機内ディプレイは新年を祝う 福岡から台湾へ。水割りを飲み、、ワインを飲んで、ダウンジャケットを脱ぐ。厳冬の日本から、目指すは灼熱のタイ。温度差30度。

機内のニュースでは、スペースシャトルが砕け散ったとまくし立てられている。ブッシュは尊い7人の命が奪われたと言いつつ、イラクの人命を奪う駒を進めていた。神様も、戦争するなと言ってるんじゃないか?

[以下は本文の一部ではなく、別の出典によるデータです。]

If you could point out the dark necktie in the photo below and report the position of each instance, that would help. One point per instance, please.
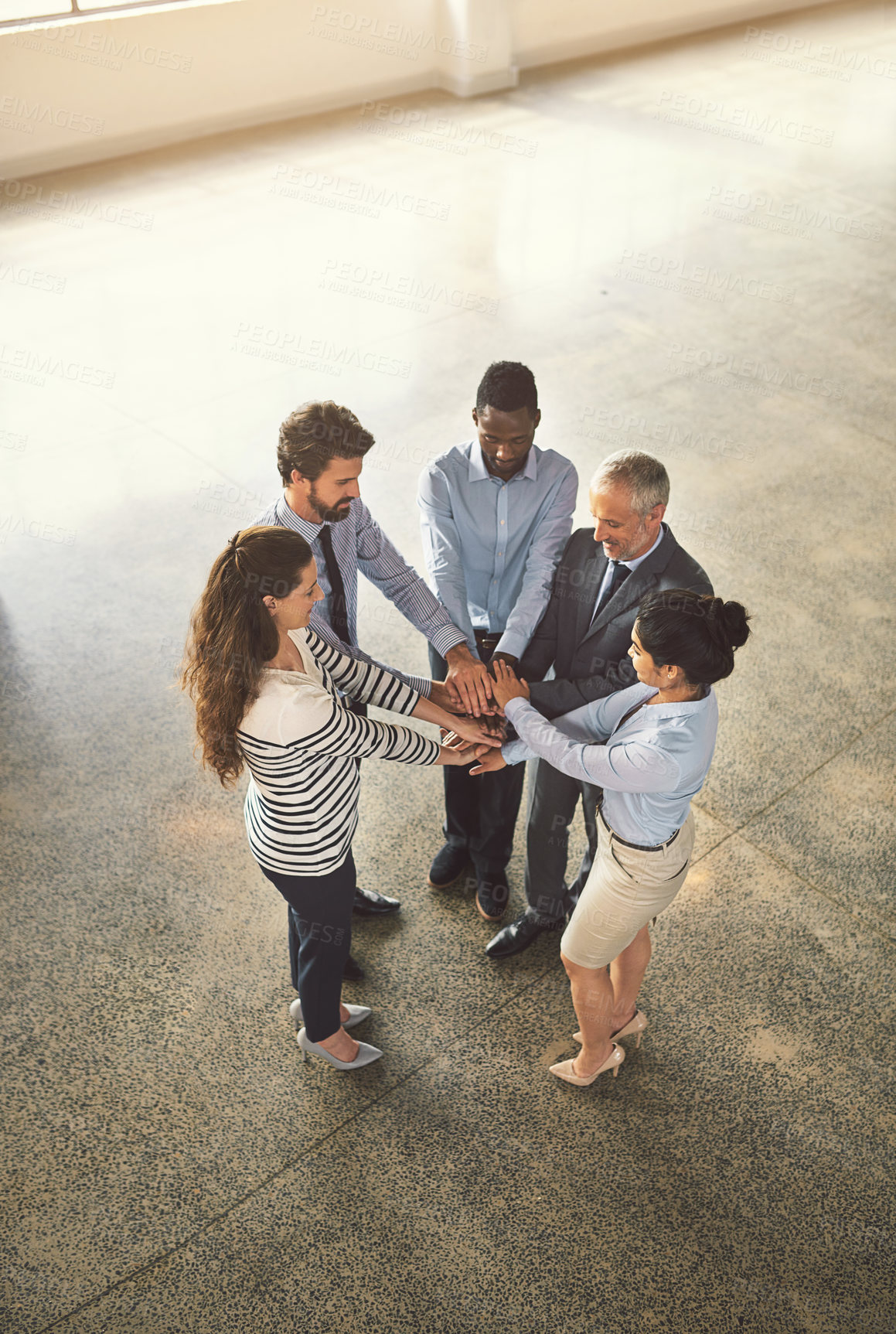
(619, 577)
(338, 609)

焚き火学会会長。お会いするのは今回で3回目。おかげさまでいい旅にしていただいた。



ハッピーニューイヤー。チャイナエアラインの中では、新年を迎えたおめでたい日の出来事だった。

■バンコク ブレードランナー的夜

乗り継ぎの台北空港にあったコーラ自動販売機の説明書き。惜しい。もう少しがんばりましょう。

夜のバンコクはまるでブレードランナーの世界だ。
SFチックで巨大なビルや高架橋。際限のないラッシュ。爆音を上げて走る極彩色のトゥクトゥク。スタイル抜群の女性たち。赤ん坊を抱いて座る乞食。ジャンクで薄汚れ、スタイリッシュで悪臭を放ち、経済成長への羨望が渦を巻く喧騒となって街に充満していた。アメリカに潰されても、この国はしばらく猪突する。夜の街はまさに娑婆だ。

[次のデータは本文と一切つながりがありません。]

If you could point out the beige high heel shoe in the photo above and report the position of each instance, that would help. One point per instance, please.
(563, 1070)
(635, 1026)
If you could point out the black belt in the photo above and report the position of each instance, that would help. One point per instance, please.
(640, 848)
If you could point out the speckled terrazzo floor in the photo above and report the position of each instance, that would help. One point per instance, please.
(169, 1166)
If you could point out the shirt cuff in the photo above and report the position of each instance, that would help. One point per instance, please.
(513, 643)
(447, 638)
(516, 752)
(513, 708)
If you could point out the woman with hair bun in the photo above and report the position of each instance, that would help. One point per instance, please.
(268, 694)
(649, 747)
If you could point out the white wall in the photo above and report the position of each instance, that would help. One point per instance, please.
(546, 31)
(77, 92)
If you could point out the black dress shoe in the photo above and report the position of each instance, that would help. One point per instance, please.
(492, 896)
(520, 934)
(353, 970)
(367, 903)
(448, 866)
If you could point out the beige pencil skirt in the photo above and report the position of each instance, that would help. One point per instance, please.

夕刻、ホテルに着いてすぐに中心街へ。移動はスカイトレインBTSで。高架を走る列車だ。
直前まで仕事に追われ旅行の準備をする時間もなかった。機内でワッセワッセとタイに関わる本を読んだ。空港に降り立った時には、だいたいバンコクの地理関係がつかめる状況まではいけた。

マーブンクロンセンターへ。デパートというよりも、市場が大型のビルに巣食った様相を呈している所だ。6階の広い食堂はタイ名物の屋台料理が比較的衛生的に食せる入門場のようなところだ。さあ食うぞ。

料理はだいたい30〜45バーツ。1バーツが3円ぐらいの換算だから、90円ぐらい。しかし地元の感覚ではバーツに0を一つ加えたぐらい。つまり300円ぐらいの感覚だ。だから物価は日本の3分の1というところ。ただしブランド品はまったく安くない。いいかえれば、そんなものを買える富裕層と庶民の格差が大きいと読める。
食した感想は右のとおり。

敗戦兵は、帰って寝よう。明日、しきり直しである。
タイと日本には2時間の時差がある。体は日本の時間を憶えていて、10時就寝。
■トライしたタイの屋台料理

汁春雨のようなもの。なんだこりゃ。甘くて辛くて酸っぱくて、オエッ、すべての味覚がバラバラなまま投げ込まれているような味だ。

次、牛スジの煮こみのようなもの。日本では私の好物だ・・・次、行ってみよう。

これは、日本で言えば皿うどんのようなもの・・・クイズ番組の罰ゲームをしている気分になる。